In a TDM connection-oriented network, fault testing a DSL segment or line is typically enabled by a mechanism known in the art as a smartjack. A smartjack is typically implemented in known art, for example, over an HDSL line using T1/DS1 protocols. T1/DS1 is a digital subscriber (DS) level and data framing specification for synchronous digital streams at a T1 transmission rate of 1,544,000 bits per second.
A smartjack is an input/output (I/O) device running logic, such as software, that is installed between the telecommunications switch (Telco) and a CPE switch or router in a local loop on the customer end. A typical smartjack is a box that has a Telco-side RX/TX port and a customer or CPE-side RX/TX port.
A smartjack is activated remotely by an administrator when link testing is to be performed. When in test mode the smartjack is caused to physically loop every bit received on the RX link of a port to the corresponding TX link of the same port. The data frames sent to the box are received back over the same line without any modifying of the structure. The loop-back testing technique is a standard and is well known in the art as a method of determining whether a detected network fault is somewhere in the transmission network or on the customer site of a connection-oriented link When the device is not in test mode, it remains in a transparent pass through mode where every bit received (RX) on one port is sent on through to the transmit line (TX) on the opposite port the box transmitting data as such bi-directionally.
While a smartjack of prior-art enables fault testing and isolation on a TDM connection-oriented data link, it cannot be used with newer packet-switched or connectionless network lines, for example those using Transfer Control Protocol/Internet Protocol (TCP/IP) including Ethernet network technologies.

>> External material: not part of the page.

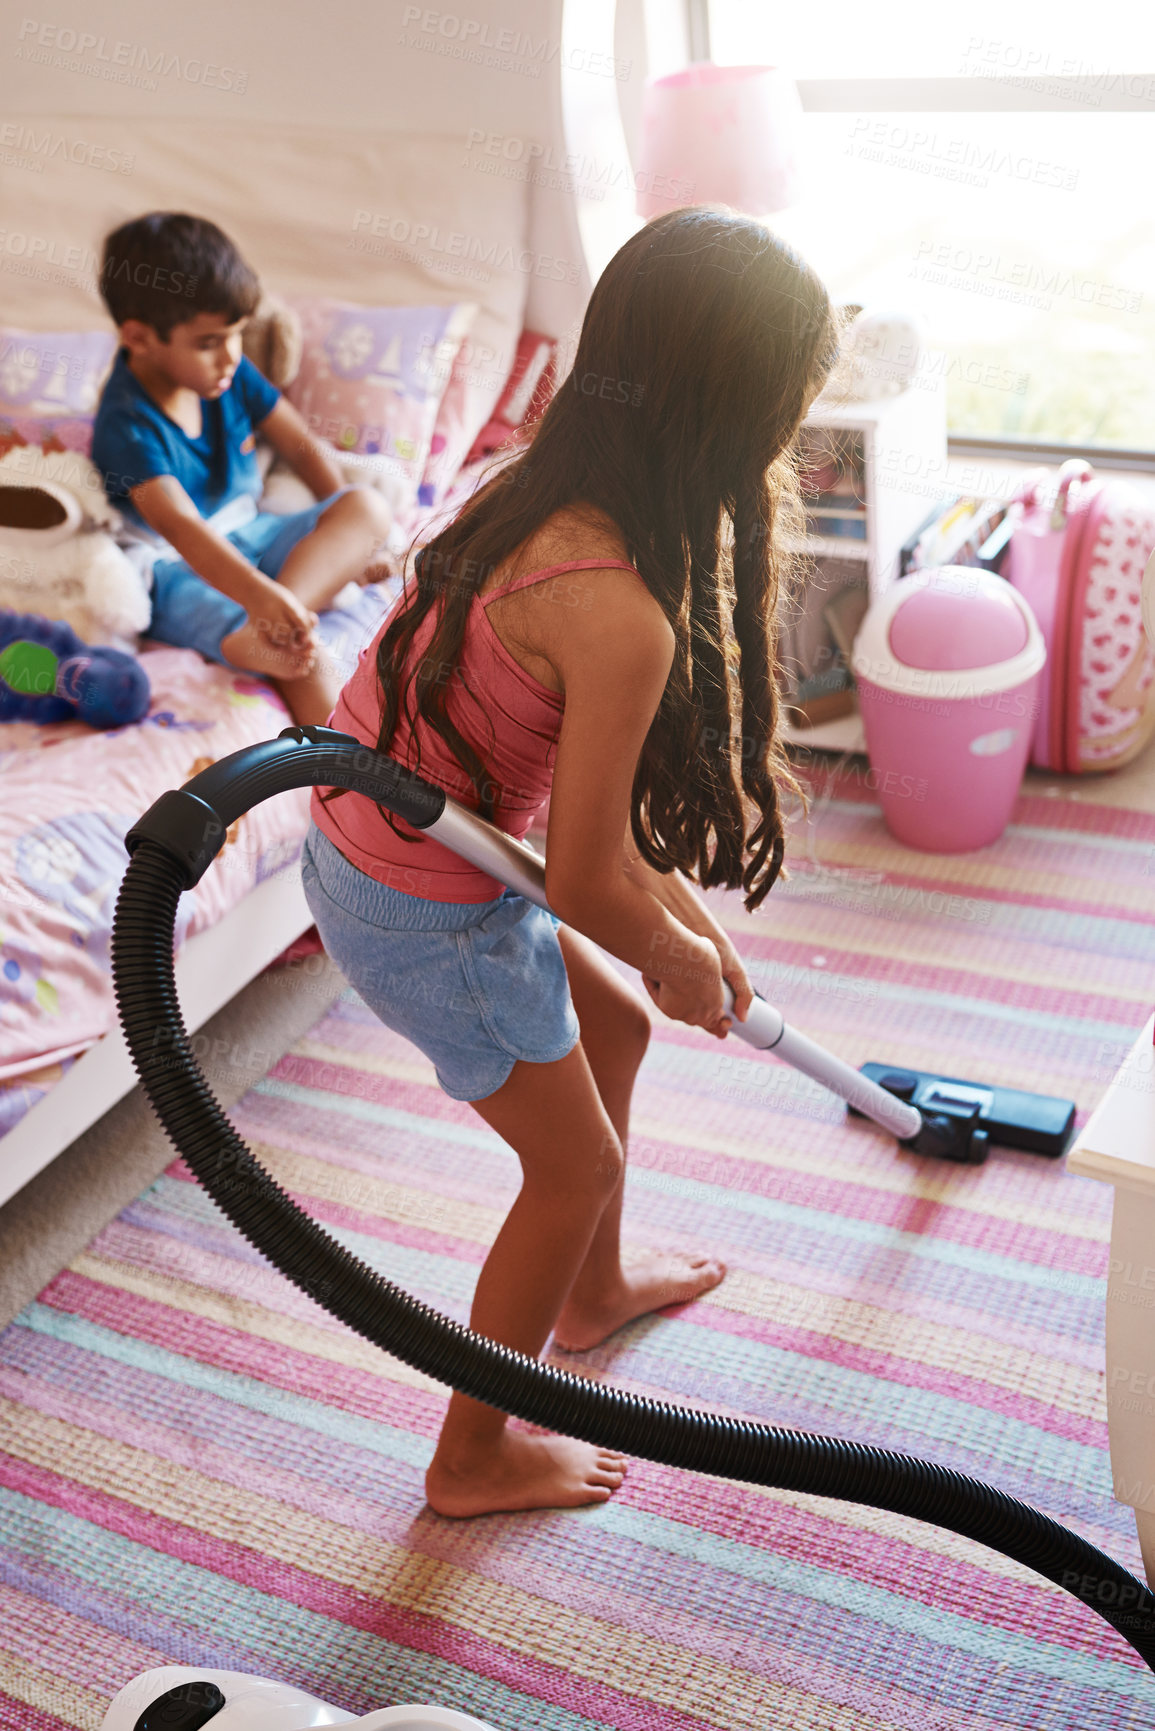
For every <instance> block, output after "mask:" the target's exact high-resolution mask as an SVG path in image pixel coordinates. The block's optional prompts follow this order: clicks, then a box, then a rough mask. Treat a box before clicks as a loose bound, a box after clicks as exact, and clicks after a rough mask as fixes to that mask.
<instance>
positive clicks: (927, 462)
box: [783, 376, 951, 751]
mask: <svg viewBox="0 0 1155 1731" xmlns="http://www.w3.org/2000/svg"><path fill="white" fill-rule="evenodd" d="M803 426H807V428H814V429H823V431H831V433H857V434H859V436H861V440H862V479H864V502H866V540H861V542H859V540H852V538H849V537H842V535H807V537H805V538H803V540H802V544H795V550H800V552H807V554H812V556H814V557H816V559H845V561H855V559H857V561H861V563H862V566H864V575H866V582H868V589H869V594H871V599H874V597H876V595H881V594H883V590H887V589H888V587H890V583H894V582H895V578H897V575H899V552H900V550H902V545H904V542H907V540H909V537H911V535H913V533H914V530H916V528H919V524H921V523H925V521H926V518H928V516H930V512H932V509H933V507H935V504H937V502H939V500H940V499H944V497H945V495H949V493H951V485H949V481H947V409H945V388H944V381H942V379H940V377H939V376H933V377H932V379H926V381H925V383H919V384H918V386H916V388H913V389H907V391H902V395H900V396H885V398H878V400H874V402H864V403H843V405H823V403H821V402H817V403H816V405H814V407H812V409H810V414H809V415H807V417H805V422H803ZM783 737H784V739H786V741H788V743H790V744H798V746H812V748H814V750H819V751H864V750H866V739H864V734H862V718H861V715H859V713H857V710H854V713H850V715H840V717H836V718H835V720H831V722H819V724H817V725H816V727H795V725H793V724H784V727H783Z"/></svg>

For example, if a data packet were transmitted to a prior-art smartjack installed in a connectionless link, and it were to be returned to the source station unchanged from the same port it would be rejected by the sending station as not being addressed to the sending station. This is because data packet headers (IP or Ethernet) must be addressed for source (sender) and destination (receiver) according to request/response protocols.
If the destination address header field of a data packet for send is set to the address of the sending station while at the sending station then the packet could not be sent. In other words, data loops are not permissible in a connectionless architecture. Attempting a software workaround to this problem is also not productive, because if the packet could be transmitted from the sending station having the destination address of the sending station then the software at the CPE switch or router could not properly forward the packet.
Therefore, what is clearly needed is a fault-testing device somewhat similar to a smartjack that can provide the same fault testing services using a point-to-point tunneling protocol for a packet-switched network line.